3.3 Make an Exposure
On this tab we run the detector and calculate the resultant spectral Signal/Noise. We choose the total exposure time for the observation (including readout overhead), the number of frames this will be divided into, the detector binning, readout speed (low, high), and number of rows to be read out. That latter four parameters affect the amount of overhead readout time, and are only important for low exposure time or high number of frames. The number of frames will generally be at least two, to allow for cosmic ray removal. The readout speed will also affect the readout noise, which will be important only for high spectral resolution, dark skies, or many frames. Binning will generally be 2x2, except for observations with the smallest slit, where a 1x2 binning will improve wavelength sampling (the focal plane scale at the detector is 7.8 arcsec/ unbinned pixel), and 3x3 or 4x4, for high dispersion Fabry-Perot. "Readout window" refers to the number of unbinned rows to be read out (centered on the central row). This may be reduced for on-axis spectroscopy to reduce the readout time. Note that "Readouts per Exposure" specifies readouts to be performed in succession, while "Repeat Count" on the configuration tab refers to repeating a whole block. For normal imaging, these are redundant: use one but not the other in this case. The actual integration time is shown, accounting for all the overheads.
Clicking the "Expose" bar will calculate a plot of the net signal/ noise per resolution element, and a mean SNR for this observation.
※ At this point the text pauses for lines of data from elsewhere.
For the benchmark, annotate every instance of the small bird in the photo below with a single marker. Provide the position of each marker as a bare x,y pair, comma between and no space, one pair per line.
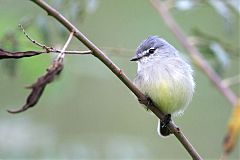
165,78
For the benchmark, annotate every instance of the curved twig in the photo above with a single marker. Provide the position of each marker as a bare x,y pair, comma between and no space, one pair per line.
119,73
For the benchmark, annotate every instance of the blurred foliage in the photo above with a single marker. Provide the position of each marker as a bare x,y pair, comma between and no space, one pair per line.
71,109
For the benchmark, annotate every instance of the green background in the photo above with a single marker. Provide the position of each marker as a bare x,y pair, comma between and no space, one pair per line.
87,113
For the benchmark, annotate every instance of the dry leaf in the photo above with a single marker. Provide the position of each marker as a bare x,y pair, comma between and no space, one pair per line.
39,86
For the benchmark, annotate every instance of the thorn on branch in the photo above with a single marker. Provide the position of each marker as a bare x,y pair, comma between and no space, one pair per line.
38,87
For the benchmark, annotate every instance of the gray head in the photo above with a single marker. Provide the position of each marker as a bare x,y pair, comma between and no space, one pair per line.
152,47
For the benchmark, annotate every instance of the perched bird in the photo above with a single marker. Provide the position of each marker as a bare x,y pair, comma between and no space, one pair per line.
164,77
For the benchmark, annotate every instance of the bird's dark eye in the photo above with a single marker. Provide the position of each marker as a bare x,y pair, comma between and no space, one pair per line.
151,50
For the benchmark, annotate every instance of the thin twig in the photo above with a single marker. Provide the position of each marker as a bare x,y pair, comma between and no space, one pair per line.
118,72
162,9
231,80
38,87
62,54
51,49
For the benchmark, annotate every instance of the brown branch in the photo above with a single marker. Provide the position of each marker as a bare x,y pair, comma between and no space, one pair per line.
50,49
38,87
119,73
7,55
162,9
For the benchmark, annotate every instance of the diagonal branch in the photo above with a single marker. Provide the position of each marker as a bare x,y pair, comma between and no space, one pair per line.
119,73
162,9
38,87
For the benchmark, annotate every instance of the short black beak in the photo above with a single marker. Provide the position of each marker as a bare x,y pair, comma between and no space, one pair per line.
135,58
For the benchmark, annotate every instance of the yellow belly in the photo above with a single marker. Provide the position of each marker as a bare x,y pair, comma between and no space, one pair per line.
171,98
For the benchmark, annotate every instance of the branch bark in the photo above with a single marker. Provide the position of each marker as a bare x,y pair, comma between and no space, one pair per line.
162,9
118,72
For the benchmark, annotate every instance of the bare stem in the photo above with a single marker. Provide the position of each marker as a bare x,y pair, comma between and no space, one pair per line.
162,9
51,49
62,54
118,72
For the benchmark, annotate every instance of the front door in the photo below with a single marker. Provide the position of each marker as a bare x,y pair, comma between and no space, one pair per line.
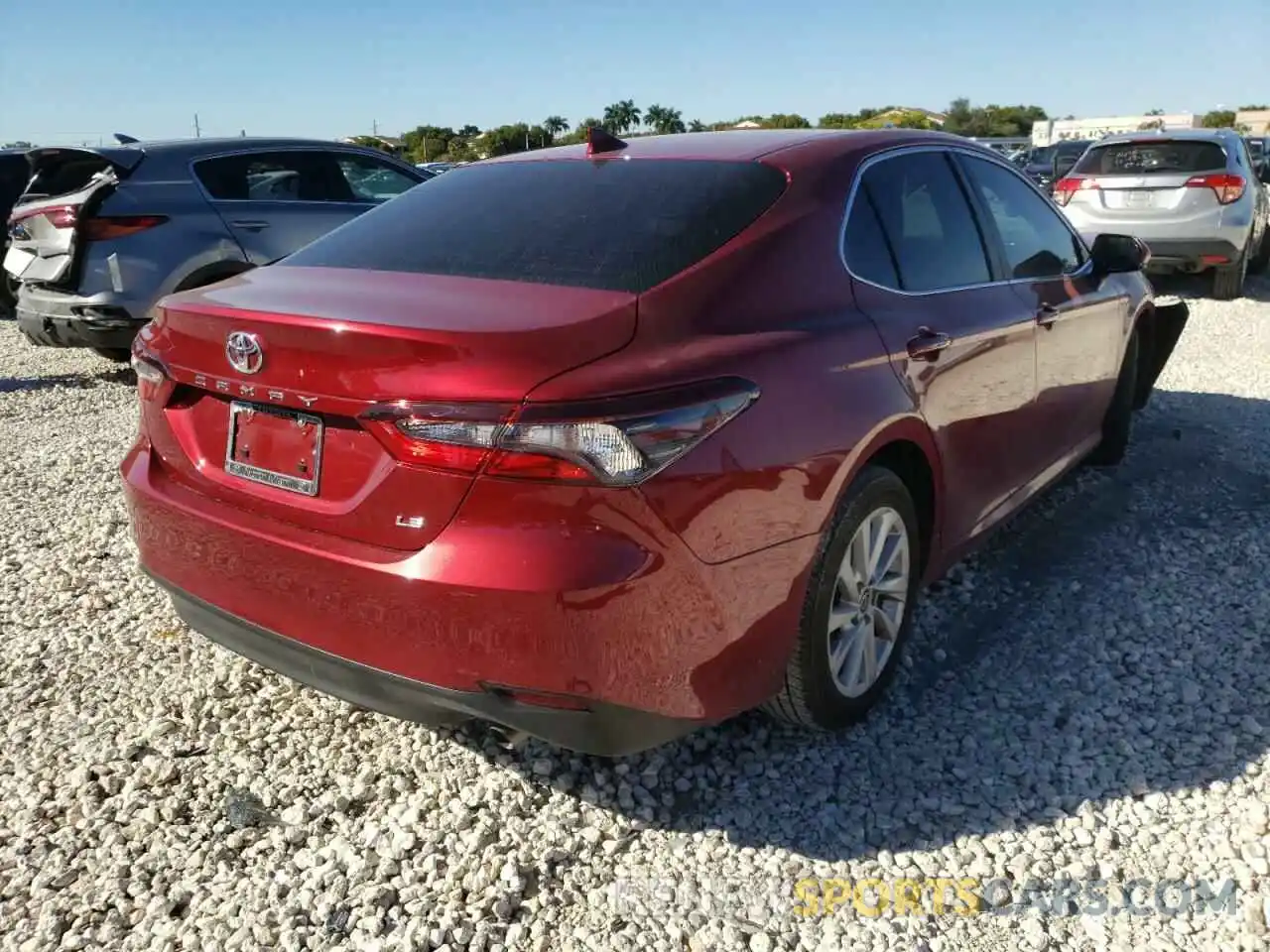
1080,318
964,343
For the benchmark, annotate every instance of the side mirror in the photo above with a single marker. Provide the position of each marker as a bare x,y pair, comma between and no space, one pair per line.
1064,164
1119,254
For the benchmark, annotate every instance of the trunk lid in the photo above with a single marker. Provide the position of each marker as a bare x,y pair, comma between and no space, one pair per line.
67,185
331,344
1148,179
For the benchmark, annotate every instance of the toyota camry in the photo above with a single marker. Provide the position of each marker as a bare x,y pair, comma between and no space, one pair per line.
607,442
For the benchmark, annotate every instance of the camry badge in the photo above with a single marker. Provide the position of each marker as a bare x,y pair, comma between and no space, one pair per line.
244,352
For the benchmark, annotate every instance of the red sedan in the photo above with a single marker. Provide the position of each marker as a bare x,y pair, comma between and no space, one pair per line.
607,442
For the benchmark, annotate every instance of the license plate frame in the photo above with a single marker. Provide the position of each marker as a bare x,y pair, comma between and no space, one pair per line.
243,411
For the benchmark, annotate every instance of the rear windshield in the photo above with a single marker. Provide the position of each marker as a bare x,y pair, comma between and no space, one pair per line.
607,225
64,173
14,173
1153,158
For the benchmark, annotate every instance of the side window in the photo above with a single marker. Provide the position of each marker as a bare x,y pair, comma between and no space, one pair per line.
264,177
1038,243
928,222
865,248
371,180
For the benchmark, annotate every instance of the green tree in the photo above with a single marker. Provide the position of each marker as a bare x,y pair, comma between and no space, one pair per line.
621,117
507,140
988,121
784,121
663,119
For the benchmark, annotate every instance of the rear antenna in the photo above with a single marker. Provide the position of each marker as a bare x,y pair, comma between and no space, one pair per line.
601,141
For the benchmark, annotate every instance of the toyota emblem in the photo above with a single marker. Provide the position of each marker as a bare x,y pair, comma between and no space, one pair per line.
244,352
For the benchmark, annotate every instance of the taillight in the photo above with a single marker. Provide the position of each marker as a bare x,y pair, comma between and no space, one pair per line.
616,442
1227,188
1067,186
62,216
119,226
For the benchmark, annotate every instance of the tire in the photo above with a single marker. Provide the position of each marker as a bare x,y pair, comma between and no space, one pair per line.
1118,421
1228,282
119,354
813,696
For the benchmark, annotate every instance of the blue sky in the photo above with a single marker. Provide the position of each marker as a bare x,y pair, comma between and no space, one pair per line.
75,70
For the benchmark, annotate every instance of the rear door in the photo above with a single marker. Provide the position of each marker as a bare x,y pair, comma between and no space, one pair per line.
1080,321
1151,180
962,340
66,186
277,202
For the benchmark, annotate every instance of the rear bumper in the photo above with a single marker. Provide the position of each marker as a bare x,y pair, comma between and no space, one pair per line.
54,318
602,729
1192,255
589,599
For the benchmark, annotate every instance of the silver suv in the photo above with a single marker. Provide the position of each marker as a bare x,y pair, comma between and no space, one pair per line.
1194,195
99,235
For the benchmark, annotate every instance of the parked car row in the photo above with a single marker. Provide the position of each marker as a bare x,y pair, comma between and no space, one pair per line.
1199,198
99,235
611,440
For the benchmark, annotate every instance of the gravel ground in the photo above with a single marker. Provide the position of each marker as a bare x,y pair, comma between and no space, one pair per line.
1084,699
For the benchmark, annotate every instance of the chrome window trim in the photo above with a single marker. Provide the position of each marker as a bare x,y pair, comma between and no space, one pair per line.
335,149
897,151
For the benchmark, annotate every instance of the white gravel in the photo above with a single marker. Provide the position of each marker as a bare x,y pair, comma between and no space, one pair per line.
1087,698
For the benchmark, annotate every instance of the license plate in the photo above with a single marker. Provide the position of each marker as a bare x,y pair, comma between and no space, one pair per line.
17,261
277,447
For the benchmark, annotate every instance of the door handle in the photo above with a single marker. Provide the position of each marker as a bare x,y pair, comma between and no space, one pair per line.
928,344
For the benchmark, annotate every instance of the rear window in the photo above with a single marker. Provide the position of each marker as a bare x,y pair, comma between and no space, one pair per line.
64,173
608,225
1153,158
14,173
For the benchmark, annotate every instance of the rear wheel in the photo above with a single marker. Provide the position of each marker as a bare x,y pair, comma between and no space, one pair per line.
1228,281
119,354
856,616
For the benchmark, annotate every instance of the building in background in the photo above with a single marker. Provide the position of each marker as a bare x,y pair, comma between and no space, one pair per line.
1055,130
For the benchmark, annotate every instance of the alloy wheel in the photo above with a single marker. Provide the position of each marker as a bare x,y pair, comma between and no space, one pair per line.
869,602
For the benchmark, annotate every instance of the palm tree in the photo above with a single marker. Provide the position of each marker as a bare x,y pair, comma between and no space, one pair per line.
665,119
622,116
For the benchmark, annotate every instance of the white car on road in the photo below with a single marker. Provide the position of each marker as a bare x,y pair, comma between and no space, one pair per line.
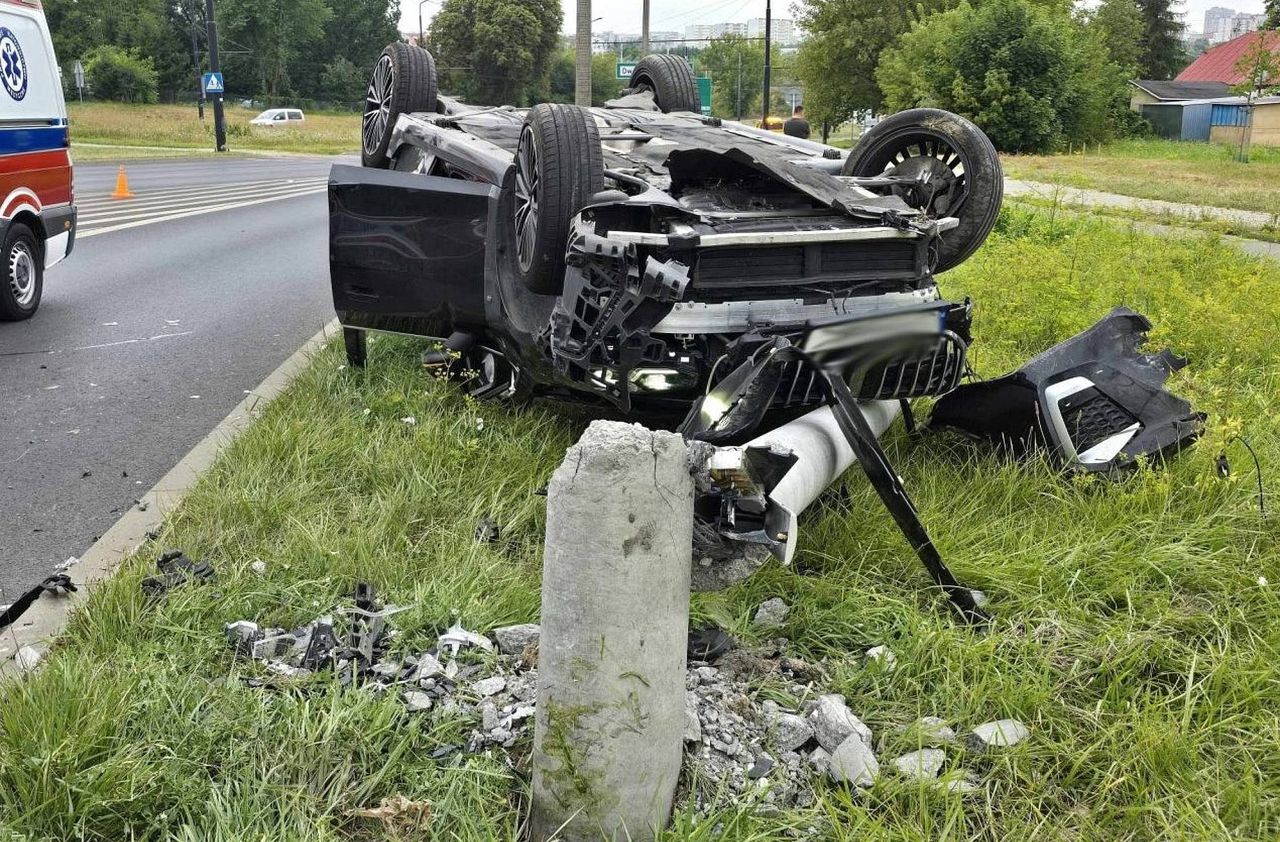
279,117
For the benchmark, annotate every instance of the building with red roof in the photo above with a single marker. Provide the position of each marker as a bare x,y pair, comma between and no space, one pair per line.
1217,64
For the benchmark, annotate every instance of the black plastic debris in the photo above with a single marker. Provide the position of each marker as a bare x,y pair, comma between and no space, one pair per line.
487,531
709,643
56,585
176,570
1095,401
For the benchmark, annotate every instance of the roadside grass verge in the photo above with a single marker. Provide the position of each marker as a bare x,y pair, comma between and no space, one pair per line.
179,127
1134,632
1194,222
1187,172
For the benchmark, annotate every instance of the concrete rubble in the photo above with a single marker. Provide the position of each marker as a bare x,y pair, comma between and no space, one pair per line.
772,613
1002,733
736,745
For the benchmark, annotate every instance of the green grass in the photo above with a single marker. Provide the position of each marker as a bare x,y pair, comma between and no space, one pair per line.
1176,172
1132,632
178,127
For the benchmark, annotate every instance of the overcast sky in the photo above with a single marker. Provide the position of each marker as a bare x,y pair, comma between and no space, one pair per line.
624,15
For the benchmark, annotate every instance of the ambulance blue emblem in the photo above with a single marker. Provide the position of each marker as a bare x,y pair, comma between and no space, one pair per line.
13,64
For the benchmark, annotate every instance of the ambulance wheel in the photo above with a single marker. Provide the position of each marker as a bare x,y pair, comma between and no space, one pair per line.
23,274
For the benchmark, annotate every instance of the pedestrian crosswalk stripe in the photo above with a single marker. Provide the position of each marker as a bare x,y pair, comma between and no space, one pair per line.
209,197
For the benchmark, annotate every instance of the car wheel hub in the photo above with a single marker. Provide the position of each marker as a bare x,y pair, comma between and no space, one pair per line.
22,274
378,105
937,170
526,200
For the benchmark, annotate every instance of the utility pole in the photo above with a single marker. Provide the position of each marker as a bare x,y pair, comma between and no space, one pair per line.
583,78
644,31
215,67
195,60
768,49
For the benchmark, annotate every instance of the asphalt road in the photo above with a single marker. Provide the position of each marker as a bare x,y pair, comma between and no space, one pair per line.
172,305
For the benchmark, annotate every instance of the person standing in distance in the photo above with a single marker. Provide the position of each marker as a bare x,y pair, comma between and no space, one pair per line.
796,126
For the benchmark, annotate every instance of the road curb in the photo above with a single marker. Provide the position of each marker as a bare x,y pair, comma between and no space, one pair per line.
49,616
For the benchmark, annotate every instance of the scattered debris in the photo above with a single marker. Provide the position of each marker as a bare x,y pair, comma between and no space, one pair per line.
1002,733
833,722
398,814
457,639
487,531
1095,401
27,658
931,732
854,762
55,585
882,655
489,686
176,570
772,613
513,640
709,643
920,765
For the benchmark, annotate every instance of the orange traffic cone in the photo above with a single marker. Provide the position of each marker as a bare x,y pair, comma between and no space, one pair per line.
122,186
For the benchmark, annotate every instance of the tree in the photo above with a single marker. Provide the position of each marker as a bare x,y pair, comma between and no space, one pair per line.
1028,76
837,60
357,32
274,33
1162,54
562,77
342,81
113,73
1119,26
1261,71
496,51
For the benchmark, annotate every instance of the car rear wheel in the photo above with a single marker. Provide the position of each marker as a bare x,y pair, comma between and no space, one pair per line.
671,81
558,168
958,165
403,82
23,274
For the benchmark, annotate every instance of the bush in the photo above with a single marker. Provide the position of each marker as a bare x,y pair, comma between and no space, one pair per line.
1032,77
113,73
342,81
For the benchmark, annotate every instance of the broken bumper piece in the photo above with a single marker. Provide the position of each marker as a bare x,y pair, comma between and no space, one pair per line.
1095,401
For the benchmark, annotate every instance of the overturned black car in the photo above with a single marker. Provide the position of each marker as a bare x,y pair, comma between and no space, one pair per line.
615,254
666,264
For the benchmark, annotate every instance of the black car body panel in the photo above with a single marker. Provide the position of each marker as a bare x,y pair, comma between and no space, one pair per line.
707,230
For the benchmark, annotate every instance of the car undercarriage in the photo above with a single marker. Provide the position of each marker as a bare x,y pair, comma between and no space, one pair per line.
675,268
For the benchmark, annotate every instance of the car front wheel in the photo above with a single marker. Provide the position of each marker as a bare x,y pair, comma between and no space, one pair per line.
23,274
952,168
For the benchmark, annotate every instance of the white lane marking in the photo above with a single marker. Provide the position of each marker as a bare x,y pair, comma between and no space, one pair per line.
129,342
105,197
129,210
103,202
199,211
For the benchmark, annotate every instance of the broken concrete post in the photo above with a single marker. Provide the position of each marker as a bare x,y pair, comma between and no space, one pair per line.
611,680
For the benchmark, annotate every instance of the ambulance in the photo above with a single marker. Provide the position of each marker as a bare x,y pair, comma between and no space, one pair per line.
37,210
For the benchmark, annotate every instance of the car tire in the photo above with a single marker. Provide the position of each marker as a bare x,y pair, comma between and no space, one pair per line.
403,82
23,268
671,79
908,141
558,168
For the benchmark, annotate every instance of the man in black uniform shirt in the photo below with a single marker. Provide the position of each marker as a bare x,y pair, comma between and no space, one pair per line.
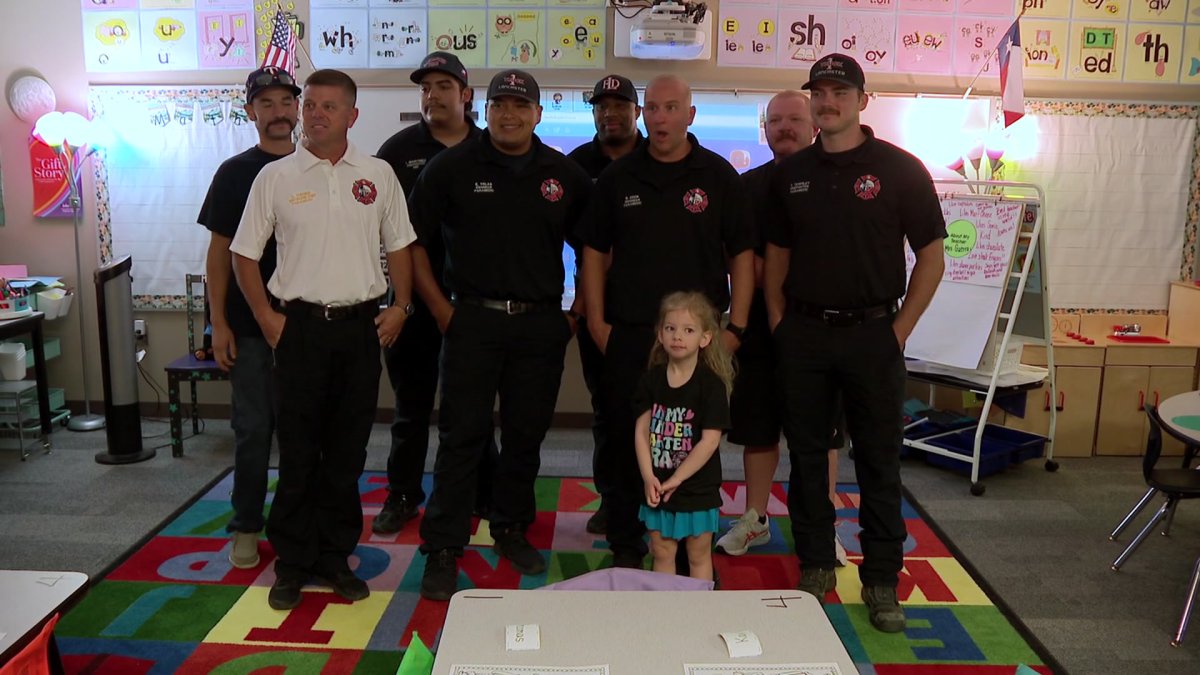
672,216
616,111
238,342
413,359
839,214
502,205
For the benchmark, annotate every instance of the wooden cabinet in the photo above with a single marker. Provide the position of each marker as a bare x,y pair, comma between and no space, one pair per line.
1134,376
1078,375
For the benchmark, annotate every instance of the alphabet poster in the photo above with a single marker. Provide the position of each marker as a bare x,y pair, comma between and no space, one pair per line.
576,37
461,33
339,39
516,39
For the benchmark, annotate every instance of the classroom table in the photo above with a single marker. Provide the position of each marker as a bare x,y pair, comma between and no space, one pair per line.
30,598
637,632
31,324
1181,412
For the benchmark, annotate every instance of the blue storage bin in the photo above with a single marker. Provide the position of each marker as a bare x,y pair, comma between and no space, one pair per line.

The SNR calculation includes target and sky photon noise and CCD readout noise.
The Signal to Noise is the total over the observation: for imaging it is the total for an image the size of the seeing disk; for spectroscopy, the total over one spectral resolution element (the value on the exposure tab is the mean of the values in the plot), and for Fabry-Perot, the total over the central wavelength etalon setting. For polarimetry it is the signal/noise for each Stokes parameter being sampled (ie, Q and U for linear, V for circular, and Q,U, and V for all-stokes). The saturation is the percentage of CCD saturation (full-well or A/D saturation, whichever is lowest) for the brightest bin (target plus sky). This should be kept below about 33% to avoid loss of data, unless bright spectral features are to be allowed to saturate. If the saturation is only a few hundredths of a percent, one is approaching readout noise limit; one should try to lengthen the exposures or increase the binning.
NOTE: The detector model does not yet support shuffle, drift, or high-speed modes.